Data documentation

Documenting your data

Data documentation aims to describe the collected data to make it easier to use, retrieve and manage. Data documentation takes various forms and describes the data on multiple levels. The description of the dataset and data object is also referred to as metadata, i.e. data about the data. One way to do add metadata is to attach a readme file to your data. ResearchData NL offers guidance for this. The CESSDA has made very detailed guidance available for creating documentation and metadata for your data.

An image layering five different kinds of metadata, with the FAIR principles on the outside, followed by discipline metadata standards, project documentation, metadata data set, and metadata data object.

In addition to describing their own datasets and objects, researchers can cross-refer to the project proposal where other researchers can find information about the research, e.g. aims and goals, methodology and data collection, the persons responsible for the project etc. The type of research and the nature of the data also influence what kind of documentation is necessary.

Different types of data are governed by different standards (see also the image above), and these should be taken into account when documenting data. These requirements include, but are not limited to:

  1. FAIR data principles: the set of principles (Findable, Accessible, Interoperable, Reusable) for data exchange.
  2. Disciplinary metadata standards: guidelines for documenting data. This can refer to the dataset documentation, the object description, or both. Disciplinary metadata standards can document the dataset as a whole or as a data object (see number 5).
  3. Project documentation: the description of a project involving data collection. This documentation is often used for research verification and provenance.
  4. Metadata dataset: the description of a dataset, often used for discovering datasets within a repository.
  5. Metadata of a data object: name definition of a data object, often set up by the researcher to structure data or by the research group for collaboration during the project.

Codebooks

A codebook is a technical description of the data that were collected for a particular purpose in one or more datasets. It describes how the data are arranged in the computer file or files and what the parts or variables (numbers and letters) mean. A good description may also include specific instructions on how to use and interpret the data properly.

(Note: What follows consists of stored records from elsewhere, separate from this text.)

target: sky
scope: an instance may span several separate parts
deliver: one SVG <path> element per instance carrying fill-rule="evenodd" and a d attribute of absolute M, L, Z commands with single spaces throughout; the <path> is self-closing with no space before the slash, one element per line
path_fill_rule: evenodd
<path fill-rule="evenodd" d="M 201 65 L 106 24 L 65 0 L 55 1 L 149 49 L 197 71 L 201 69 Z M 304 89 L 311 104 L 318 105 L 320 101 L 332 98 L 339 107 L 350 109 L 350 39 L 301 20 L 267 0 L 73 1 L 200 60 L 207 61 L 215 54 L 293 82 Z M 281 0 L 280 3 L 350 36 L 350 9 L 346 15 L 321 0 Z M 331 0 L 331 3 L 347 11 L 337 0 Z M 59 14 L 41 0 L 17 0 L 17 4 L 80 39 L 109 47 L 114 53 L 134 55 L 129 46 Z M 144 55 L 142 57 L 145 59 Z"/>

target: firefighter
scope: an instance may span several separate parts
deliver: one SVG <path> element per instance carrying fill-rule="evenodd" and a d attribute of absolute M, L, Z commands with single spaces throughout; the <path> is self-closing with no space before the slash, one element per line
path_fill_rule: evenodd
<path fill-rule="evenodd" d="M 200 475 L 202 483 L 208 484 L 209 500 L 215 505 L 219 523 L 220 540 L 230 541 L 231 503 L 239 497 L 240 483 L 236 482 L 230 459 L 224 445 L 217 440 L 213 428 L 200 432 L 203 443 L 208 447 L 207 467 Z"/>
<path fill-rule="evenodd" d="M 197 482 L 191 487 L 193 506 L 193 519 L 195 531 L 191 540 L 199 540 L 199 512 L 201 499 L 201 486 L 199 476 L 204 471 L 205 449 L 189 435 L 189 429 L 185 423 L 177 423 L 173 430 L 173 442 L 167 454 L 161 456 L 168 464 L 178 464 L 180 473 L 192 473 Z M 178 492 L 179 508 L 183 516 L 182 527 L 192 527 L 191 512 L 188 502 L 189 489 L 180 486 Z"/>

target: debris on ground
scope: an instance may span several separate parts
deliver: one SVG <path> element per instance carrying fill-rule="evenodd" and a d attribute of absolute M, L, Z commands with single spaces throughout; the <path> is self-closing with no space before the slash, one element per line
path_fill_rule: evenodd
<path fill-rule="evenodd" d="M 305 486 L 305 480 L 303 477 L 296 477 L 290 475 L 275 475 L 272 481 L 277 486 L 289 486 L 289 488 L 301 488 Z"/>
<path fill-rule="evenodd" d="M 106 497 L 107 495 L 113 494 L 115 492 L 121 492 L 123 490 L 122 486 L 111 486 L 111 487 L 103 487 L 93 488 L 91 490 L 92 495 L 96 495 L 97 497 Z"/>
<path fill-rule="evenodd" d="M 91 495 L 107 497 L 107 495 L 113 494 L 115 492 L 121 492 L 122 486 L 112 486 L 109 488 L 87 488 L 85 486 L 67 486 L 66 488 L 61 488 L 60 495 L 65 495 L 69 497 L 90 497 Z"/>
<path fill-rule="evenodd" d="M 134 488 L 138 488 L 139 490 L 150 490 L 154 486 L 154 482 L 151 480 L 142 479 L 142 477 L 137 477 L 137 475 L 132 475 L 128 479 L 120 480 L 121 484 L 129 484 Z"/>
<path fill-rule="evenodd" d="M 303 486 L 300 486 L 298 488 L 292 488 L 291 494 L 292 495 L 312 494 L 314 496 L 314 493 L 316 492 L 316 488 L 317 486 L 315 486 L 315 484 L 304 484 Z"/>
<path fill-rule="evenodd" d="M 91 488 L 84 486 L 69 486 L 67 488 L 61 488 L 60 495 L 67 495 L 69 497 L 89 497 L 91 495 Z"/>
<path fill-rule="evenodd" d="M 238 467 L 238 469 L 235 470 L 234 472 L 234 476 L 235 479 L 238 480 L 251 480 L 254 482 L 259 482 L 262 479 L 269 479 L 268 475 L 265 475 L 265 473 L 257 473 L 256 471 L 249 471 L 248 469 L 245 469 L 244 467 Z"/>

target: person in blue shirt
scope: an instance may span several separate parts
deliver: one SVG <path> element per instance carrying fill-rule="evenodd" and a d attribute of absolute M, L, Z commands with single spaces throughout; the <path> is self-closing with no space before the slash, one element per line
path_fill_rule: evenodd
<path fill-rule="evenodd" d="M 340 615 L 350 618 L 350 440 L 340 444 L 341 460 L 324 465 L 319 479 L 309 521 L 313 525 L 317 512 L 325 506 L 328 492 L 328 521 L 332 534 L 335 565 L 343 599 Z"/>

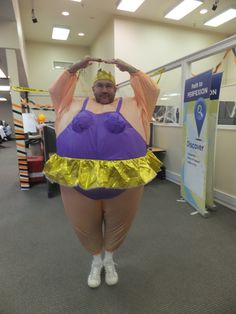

A low resolution screenshot of a spreadsheet

Like any other kind of “book,” some codebooks are better than others. The best codebooks include the following elements:

  • Description of the study: who did it, why they did it, how they did it
  • Sampling information: what was the population studied, how was the sample drawn, what was the response rate
  • Technical information about the files themselves: number of observations, record length, number of records per observation, etc.
  • Structure of the data within the file: hierarchical, multiple cards, etc.
  • Details about the data: the meaning of the variables, whether they are character or numeric, and if numeric, what format
  • Text of the questions and responses: some even include how many people responded a particular way.

More information about codebooks can be found on the website of the Kent State University Library (specifically useful if you want to create a codebook in SPSS) and on the website of the Data Documentation Initiative (specifically useful for researchers in the social sciences).